Even year later it's still a very funny film for viewers of any age. It's so good, in fact, that your writer, a Scot born and bred, is willing to overlook Mike Myers' dreadful attempt at a Scottish accent.

Is Shrek worth streaming?

It is. Myers' grumpy swamp-dweller is a wonderful comic character, Eddie Murphy as his constantly chattering sidekick Donkey is just on the right side of extremely irritating, and Cameron Diaz is enchanting as Princess Fiona, a royal who's keeping a very big secret. It's packed with almost as many gags as an Airplane! movie and there's a really sweet message about self-acceptance that's delivered rather well without spoiling any of the over-the-top fun. And it has tons of fun mocking fairytale tropes, which it does mercilessly. As Bitch Media says, "turning the fairy-tale genre on its head was a clever, if not totally novel, notion at the time, and Shrek still retains much of its ironic charm 20 years later."

Total Film said that "there's no denying that the monster-as-hero device has 90-odd-minutes worth of entertainment mileage, and the delivery of the story's moral is handled well enough to avoid tweeness". And the Radio Times said: "This animated fantasy comedy from DreamWorks is an irreverent, occasionally scatological fairy tale with state-of-the-art computer-generated images that almost steal a march on Toy Story."
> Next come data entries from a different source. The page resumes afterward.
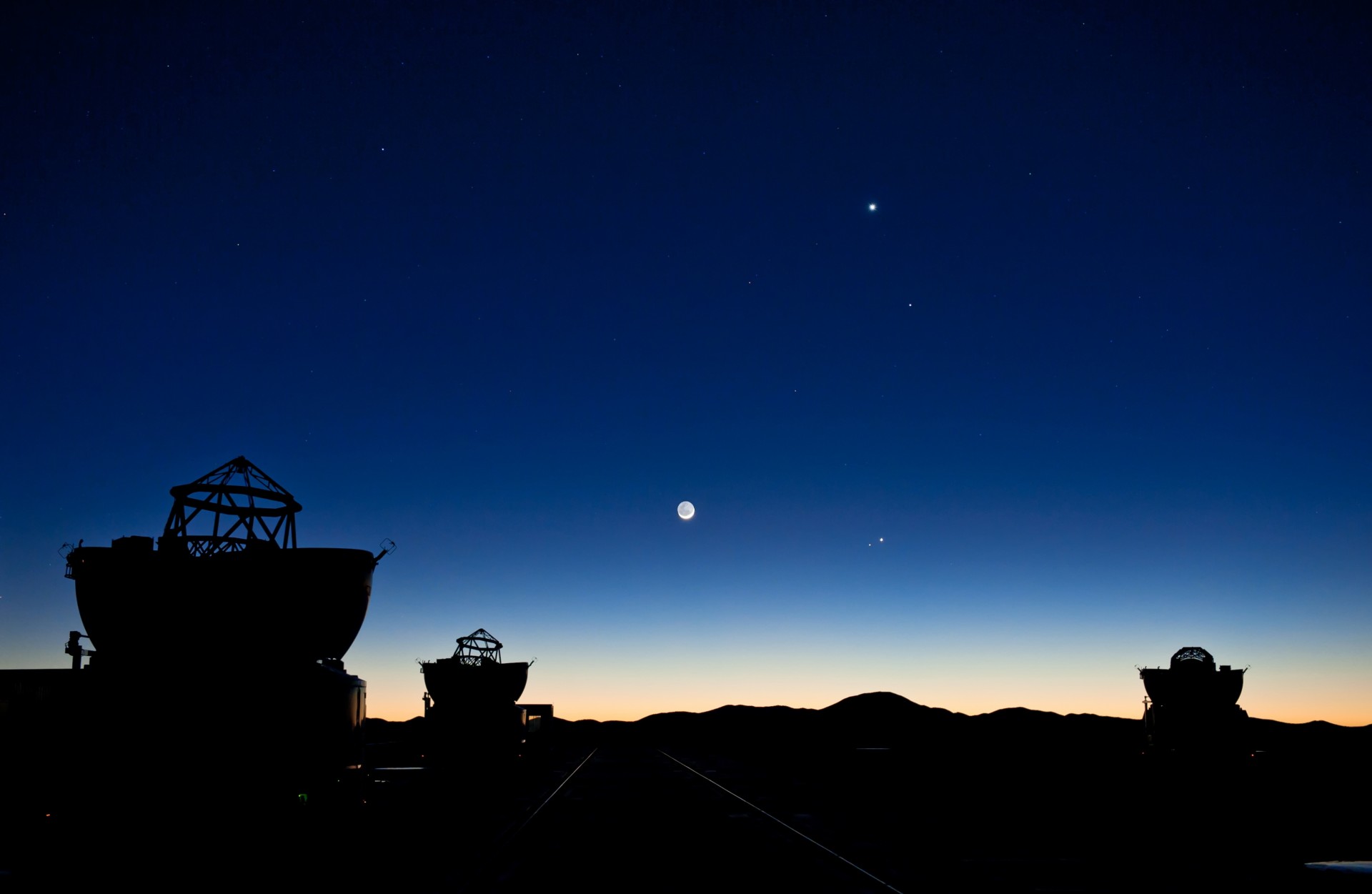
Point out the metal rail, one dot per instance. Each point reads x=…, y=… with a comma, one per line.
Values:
x=787, y=826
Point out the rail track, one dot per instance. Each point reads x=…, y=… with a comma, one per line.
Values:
x=635, y=818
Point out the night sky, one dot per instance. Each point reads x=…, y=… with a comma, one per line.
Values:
x=1000, y=346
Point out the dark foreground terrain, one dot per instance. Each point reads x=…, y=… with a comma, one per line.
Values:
x=877, y=794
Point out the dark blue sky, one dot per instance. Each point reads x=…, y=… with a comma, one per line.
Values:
x=508, y=283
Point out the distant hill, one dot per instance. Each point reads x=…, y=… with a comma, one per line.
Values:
x=887, y=720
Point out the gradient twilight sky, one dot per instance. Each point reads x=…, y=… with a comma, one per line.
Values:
x=505, y=283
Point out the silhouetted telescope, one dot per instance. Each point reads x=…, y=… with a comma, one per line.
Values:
x=228, y=572
x=475, y=674
x=1193, y=704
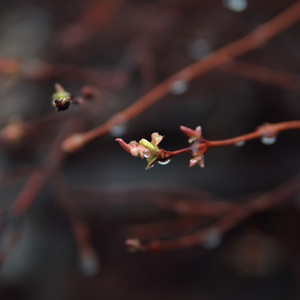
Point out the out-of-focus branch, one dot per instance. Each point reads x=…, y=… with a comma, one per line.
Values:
x=260, y=204
x=225, y=54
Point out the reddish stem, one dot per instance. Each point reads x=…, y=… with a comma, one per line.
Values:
x=235, y=49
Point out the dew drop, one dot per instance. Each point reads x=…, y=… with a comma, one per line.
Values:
x=179, y=87
x=118, y=130
x=164, y=162
x=268, y=140
x=240, y=144
x=236, y=5
x=213, y=240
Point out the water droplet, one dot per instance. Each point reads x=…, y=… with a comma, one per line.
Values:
x=118, y=130
x=236, y=5
x=164, y=162
x=240, y=144
x=179, y=87
x=198, y=49
x=268, y=140
x=89, y=264
x=213, y=240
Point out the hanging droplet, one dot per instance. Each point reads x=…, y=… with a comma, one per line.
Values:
x=118, y=130
x=164, y=162
x=236, y=5
x=213, y=240
x=268, y=140
x=179, y=87
x=240, y=144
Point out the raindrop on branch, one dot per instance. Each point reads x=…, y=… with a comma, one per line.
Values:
x=240, y=144
x=164, y=162
x=268, y=140
x=118, y=130
x=179, y=87
x=236, y=5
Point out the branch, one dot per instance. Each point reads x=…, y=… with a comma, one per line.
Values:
x=228, y=221
x=199, y=146
x=225, y=54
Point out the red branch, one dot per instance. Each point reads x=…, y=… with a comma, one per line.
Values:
x=225, y=54
x=231, y=219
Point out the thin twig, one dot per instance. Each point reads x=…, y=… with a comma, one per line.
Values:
x=231, y=219
x=225, y=54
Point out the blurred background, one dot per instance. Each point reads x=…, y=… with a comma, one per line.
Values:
x=123, y=48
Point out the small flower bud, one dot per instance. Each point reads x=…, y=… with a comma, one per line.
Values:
x=73, y=143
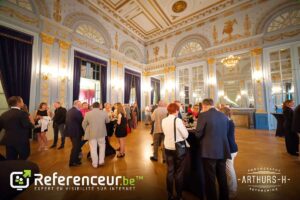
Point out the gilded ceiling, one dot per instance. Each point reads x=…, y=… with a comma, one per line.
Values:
x=150, y=19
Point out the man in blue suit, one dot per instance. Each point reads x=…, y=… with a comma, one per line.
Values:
x=75, y=131
x=212, y=129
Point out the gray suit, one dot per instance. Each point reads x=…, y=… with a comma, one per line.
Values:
x=212, y=129
x=94, y=124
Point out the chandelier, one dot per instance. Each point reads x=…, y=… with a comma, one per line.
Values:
x=230, y=62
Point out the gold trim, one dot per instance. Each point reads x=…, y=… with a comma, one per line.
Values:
x=64, y=45
x=24, y=18
x=47, y=38
x=211, y=61
x=15, y=38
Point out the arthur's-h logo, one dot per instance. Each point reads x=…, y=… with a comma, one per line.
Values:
x=20, y=180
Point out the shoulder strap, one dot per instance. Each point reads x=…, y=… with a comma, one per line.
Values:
x=175, y=129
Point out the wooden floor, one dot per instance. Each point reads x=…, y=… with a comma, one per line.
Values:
x=256, y=149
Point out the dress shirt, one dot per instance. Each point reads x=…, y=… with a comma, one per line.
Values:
x=168, y=129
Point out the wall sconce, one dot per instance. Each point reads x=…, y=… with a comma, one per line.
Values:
x=257, y=75
x=182, y=94
x=63, y=75
x=147, y=88
x=243, y=92
x=46, y=73
x=117, y=84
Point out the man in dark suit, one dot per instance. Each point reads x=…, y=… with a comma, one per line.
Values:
x=75, y=131
x=16, y=123
x=296, y=120
x=212, y=129
x=59, y=121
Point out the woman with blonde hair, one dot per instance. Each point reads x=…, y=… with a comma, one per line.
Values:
x=230, y=171
x=121, y=128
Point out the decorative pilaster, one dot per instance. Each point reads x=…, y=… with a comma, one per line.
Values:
x=212, y=80
x=46, y=68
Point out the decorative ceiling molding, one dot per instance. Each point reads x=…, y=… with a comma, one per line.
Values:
x=152, y=19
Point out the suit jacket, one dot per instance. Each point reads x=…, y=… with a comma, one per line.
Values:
x=157, y=116
x=94, y=124
x=59, y=116
x=296, y=119
x=231, y=137
x=212, y=129
x=16, y=124
x=73, y=126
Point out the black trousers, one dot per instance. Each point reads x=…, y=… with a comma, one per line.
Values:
x=292, y=142
x=76, y=147
x=56, y=129
x=175, y=170
x=215, y=169
x=18, y=152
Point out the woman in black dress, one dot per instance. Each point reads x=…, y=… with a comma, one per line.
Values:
x=41, y=135
x=121, y=129
x=291, y=137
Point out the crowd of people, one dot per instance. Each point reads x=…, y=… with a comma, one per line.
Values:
x=291, y=126
x=96, y=124
x=82, y=123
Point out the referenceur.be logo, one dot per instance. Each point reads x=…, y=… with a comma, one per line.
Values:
x=264, y=179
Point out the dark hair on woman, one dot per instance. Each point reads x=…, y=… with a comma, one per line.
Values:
x=286, y=103
x=41, y=104
x=200, y=107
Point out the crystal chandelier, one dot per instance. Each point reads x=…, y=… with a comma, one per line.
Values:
x=230, y=62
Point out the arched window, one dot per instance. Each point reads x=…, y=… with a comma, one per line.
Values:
x=284, y=20
x=22, y=3
x=90, y=32
x=190, y=47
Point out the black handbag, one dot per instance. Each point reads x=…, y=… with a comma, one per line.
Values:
x=180, y=147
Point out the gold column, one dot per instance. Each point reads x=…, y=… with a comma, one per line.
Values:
x=63, y=72
x=117, y=80
x=47, y=45
x=212, y=84
x=169, y=81
x=257, y=75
Writing in the UK's Daily Telegraph, novelist Andrew O'Hagan said: "Here is a movie of the times, funny, enjoyable, perfect-looking, and altogether original in a way that might cause us to look again at the meaning of the word." And the London Evening Standard's Andrew Walker said that "Shrek is alive, and with dark, sly and absolutely hilarious irreverence lampooning every once-sacred characteristic of the nursery kingdom." The movie is "a subversive joy."